Large language models (LLMs) face significant challenges in processing long contexts due to the linear growth of the key-value (KV) cache and quadratic complexity of self-attention. Existing approaches address these bottlenecks separately: Multi-head Latent Attention (MLA) reduces the KV cache by projecting tokens into a low-dimensional latent space, while sparse attention reduces computation. However, sparse methods cannot operate natively on MLA's compressed latent structure, missing opportunities for joint optimization. In this paper, we propose Latent-Condensed Attention (LCA), which directly condenses context within MLA's latent space, where the representation is disentangled into semantic latent vectors and positional keys. LCA separately aggregates semantic vectors via query-aware pooling and preserves positional keys via anchor selection.
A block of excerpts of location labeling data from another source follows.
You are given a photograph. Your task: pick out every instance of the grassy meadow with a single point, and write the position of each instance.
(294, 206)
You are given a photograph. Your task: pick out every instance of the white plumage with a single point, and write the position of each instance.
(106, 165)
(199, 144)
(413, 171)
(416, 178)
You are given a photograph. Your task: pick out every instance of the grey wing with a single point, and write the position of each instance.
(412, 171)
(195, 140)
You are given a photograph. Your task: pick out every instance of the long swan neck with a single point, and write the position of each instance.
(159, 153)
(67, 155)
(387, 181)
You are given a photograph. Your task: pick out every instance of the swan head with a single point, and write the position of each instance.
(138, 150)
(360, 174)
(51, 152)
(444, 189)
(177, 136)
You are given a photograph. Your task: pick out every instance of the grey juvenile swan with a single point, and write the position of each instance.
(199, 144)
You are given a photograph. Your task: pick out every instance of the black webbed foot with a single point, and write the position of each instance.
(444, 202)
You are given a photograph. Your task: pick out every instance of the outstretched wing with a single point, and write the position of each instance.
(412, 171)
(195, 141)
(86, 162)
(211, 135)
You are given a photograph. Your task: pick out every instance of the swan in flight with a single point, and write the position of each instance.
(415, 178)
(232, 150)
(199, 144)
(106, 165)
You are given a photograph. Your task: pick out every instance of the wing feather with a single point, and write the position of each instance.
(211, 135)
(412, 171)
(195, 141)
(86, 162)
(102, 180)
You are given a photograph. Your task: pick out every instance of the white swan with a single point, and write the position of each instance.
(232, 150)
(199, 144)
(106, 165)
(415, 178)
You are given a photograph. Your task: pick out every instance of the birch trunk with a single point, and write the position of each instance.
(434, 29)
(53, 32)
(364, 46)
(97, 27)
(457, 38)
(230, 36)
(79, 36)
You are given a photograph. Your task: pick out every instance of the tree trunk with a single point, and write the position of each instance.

This approach jointly reduces both computational cost and KV cache without adding parameters. Beyond MLA, LCA's design is architecture-agnostic and readily extends to other attention mechanisms such as GQA. Theoretically, we prove a length-independent error bound. Experiments show LCA achieves up to 2.5\times prefilling speedup and 90% KV cache reduction at 128K context while maintaining competitive performance.